Topic: Attitude; Human values

8) Bias is natural to human behaviour. What do you understand by impartiality? How can we ensure impartiality in professional and personal life? (150 Words)


Introduction :- Bias is an inclination or prejudice for or against one person or group, especially in a way considered to be unfair. Our views are shaped by both internal and external factors like own values, understanding, choices and culture, society etc. Hence being biased is considered natural as in one form or other we generate opinions, express our inclinations. Ex in patriarchal society people are biased for women’s capabilities.

However being impartial is the natural state not being biased. Impartiality is the state of being balanced towards an issue.
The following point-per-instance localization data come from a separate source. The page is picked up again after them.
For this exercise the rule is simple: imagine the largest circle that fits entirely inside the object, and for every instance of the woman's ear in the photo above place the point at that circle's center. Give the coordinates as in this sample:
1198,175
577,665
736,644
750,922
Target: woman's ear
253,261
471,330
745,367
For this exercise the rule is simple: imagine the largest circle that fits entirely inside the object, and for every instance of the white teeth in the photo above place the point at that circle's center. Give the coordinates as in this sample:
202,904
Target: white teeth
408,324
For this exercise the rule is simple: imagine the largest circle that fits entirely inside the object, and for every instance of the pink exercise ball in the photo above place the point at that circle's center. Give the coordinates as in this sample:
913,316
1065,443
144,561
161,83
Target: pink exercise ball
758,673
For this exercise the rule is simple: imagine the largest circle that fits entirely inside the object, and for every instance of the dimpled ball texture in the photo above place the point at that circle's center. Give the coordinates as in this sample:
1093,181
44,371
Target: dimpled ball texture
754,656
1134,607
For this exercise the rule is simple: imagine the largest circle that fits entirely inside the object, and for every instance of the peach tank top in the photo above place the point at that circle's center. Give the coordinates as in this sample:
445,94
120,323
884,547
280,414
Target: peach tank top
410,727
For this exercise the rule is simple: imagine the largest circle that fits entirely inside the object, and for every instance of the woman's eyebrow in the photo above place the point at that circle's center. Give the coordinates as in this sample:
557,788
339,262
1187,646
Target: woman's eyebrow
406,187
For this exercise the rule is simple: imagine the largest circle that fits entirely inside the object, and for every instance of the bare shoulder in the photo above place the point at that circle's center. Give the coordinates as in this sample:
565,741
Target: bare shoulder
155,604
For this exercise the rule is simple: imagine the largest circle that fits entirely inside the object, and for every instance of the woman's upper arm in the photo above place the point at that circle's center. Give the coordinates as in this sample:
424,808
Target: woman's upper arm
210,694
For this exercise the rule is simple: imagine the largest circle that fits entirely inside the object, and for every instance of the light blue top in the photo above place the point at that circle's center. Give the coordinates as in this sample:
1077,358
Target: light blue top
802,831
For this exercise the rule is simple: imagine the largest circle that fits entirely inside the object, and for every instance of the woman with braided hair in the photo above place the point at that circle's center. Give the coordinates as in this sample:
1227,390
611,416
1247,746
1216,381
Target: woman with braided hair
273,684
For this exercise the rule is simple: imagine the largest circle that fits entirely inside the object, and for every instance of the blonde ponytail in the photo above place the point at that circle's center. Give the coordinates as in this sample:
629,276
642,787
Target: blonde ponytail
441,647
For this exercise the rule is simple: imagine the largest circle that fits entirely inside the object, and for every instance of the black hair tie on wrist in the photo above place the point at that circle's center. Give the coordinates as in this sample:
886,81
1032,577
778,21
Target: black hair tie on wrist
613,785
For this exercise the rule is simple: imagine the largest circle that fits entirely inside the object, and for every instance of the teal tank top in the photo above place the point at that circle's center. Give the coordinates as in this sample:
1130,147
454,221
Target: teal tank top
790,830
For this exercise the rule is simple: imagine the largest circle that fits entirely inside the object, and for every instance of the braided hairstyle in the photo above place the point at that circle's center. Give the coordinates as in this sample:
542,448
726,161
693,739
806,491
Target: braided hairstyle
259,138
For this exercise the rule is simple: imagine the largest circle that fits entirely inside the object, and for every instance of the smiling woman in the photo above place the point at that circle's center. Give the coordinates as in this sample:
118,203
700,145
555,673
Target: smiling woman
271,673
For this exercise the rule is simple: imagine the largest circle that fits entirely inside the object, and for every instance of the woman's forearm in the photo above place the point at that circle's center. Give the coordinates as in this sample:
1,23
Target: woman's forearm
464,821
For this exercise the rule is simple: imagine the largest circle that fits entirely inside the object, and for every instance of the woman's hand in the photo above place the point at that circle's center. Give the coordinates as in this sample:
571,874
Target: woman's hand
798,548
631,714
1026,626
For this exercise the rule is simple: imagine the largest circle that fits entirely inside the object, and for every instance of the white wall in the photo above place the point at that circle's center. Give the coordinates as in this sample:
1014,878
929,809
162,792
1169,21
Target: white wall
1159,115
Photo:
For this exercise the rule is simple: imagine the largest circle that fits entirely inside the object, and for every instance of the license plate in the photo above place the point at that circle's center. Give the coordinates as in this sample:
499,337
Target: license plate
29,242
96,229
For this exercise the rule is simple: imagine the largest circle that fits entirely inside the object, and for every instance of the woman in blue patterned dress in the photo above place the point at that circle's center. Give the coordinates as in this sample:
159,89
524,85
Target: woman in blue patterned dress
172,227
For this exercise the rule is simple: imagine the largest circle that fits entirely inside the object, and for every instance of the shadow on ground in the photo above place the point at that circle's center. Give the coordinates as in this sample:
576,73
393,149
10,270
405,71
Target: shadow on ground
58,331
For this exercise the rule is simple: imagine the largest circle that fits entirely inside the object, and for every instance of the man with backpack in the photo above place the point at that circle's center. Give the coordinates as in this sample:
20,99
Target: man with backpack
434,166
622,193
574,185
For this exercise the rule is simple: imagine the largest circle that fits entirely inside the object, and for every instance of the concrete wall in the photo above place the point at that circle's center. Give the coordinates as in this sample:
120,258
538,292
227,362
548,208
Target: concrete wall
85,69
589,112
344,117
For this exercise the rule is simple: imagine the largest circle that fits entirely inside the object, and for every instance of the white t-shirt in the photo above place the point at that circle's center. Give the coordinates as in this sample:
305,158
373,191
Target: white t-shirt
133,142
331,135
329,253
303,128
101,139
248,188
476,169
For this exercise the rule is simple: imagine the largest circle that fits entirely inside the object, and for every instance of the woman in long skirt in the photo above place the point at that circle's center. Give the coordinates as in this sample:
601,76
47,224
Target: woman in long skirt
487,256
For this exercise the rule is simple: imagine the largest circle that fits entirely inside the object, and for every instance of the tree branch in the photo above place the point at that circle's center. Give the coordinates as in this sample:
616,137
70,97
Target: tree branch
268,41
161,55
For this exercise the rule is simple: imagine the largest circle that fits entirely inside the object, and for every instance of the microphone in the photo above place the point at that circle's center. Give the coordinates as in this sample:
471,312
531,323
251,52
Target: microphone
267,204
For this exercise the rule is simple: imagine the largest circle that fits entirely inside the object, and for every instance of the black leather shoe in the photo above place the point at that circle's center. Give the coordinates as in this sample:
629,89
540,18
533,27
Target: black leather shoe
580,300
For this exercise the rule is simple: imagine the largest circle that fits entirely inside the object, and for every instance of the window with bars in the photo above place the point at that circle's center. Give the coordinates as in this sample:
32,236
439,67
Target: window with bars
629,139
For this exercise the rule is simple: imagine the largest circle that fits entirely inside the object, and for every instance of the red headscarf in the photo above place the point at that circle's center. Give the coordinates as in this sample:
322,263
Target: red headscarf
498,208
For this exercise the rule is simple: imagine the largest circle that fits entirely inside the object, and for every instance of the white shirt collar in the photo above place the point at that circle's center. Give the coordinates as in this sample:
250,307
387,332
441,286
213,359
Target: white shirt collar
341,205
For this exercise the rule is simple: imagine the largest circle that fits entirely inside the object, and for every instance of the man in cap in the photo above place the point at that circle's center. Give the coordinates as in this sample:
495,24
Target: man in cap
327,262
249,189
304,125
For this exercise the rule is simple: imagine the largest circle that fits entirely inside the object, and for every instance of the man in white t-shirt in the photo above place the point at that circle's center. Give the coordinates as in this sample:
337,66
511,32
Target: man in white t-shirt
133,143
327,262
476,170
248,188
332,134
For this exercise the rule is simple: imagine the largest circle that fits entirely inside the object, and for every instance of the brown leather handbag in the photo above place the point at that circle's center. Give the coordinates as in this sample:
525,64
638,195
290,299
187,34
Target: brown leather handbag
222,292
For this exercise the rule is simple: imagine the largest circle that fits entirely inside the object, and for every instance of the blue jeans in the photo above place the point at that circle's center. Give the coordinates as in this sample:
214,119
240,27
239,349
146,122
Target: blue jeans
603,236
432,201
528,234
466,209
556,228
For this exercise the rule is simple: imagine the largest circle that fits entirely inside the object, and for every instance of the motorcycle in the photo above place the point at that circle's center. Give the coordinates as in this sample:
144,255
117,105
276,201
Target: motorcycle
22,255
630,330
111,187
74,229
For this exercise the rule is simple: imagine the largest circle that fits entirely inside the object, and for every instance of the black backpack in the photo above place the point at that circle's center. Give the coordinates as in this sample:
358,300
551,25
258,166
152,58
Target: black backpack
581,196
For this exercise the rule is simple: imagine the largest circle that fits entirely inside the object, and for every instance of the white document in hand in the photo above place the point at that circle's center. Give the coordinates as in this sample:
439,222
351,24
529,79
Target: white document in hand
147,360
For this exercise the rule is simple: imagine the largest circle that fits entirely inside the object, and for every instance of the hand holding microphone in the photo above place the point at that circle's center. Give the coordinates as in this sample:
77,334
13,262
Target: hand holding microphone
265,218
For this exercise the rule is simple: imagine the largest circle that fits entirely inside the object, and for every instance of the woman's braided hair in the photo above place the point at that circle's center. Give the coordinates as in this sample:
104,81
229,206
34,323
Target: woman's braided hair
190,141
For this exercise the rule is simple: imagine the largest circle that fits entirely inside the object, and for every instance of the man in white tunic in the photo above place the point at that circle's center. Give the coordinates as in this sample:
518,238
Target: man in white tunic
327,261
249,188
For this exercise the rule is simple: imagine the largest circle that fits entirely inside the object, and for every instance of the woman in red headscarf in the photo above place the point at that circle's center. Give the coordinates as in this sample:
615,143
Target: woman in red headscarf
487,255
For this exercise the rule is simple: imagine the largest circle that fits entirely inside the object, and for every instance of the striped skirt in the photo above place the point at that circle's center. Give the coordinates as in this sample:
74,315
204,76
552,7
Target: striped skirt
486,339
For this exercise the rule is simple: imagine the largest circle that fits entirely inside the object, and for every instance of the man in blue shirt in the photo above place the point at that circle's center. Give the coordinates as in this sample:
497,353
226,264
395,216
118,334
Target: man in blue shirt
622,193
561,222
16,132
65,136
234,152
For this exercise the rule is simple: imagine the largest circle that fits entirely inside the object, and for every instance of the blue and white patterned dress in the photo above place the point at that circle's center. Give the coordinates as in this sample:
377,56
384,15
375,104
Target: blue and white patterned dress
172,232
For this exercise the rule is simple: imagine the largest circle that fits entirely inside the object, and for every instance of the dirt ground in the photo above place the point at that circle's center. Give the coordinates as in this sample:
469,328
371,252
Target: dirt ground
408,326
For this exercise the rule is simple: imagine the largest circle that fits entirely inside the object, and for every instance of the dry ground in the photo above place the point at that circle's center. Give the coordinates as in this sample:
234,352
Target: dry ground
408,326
It’s an ability to judge the things rationally and generate opinions scientifically without basing them on some pre cultivated notions. 

Impartial attitude and behavior is changed to biased attitude owing to many factors hence to ensure impartiality one must ensure following things :-

  • Adhering to ones own rational, balanced approach and scrutinising the set opinions before adopting and inculcating them in ourselves.
  • Following the official rules, regulations, code of ethics, code of conduct in professional life so that the rule of law is maintained.
  • Maintaining integrity, non partisan behaviour, honesty, public spirit, welfare attitude also help in making a person impartial.
  • Learning from others, following ideal personalities example for impartial behaviour and keep on improving ourselves for being balanced is the way out.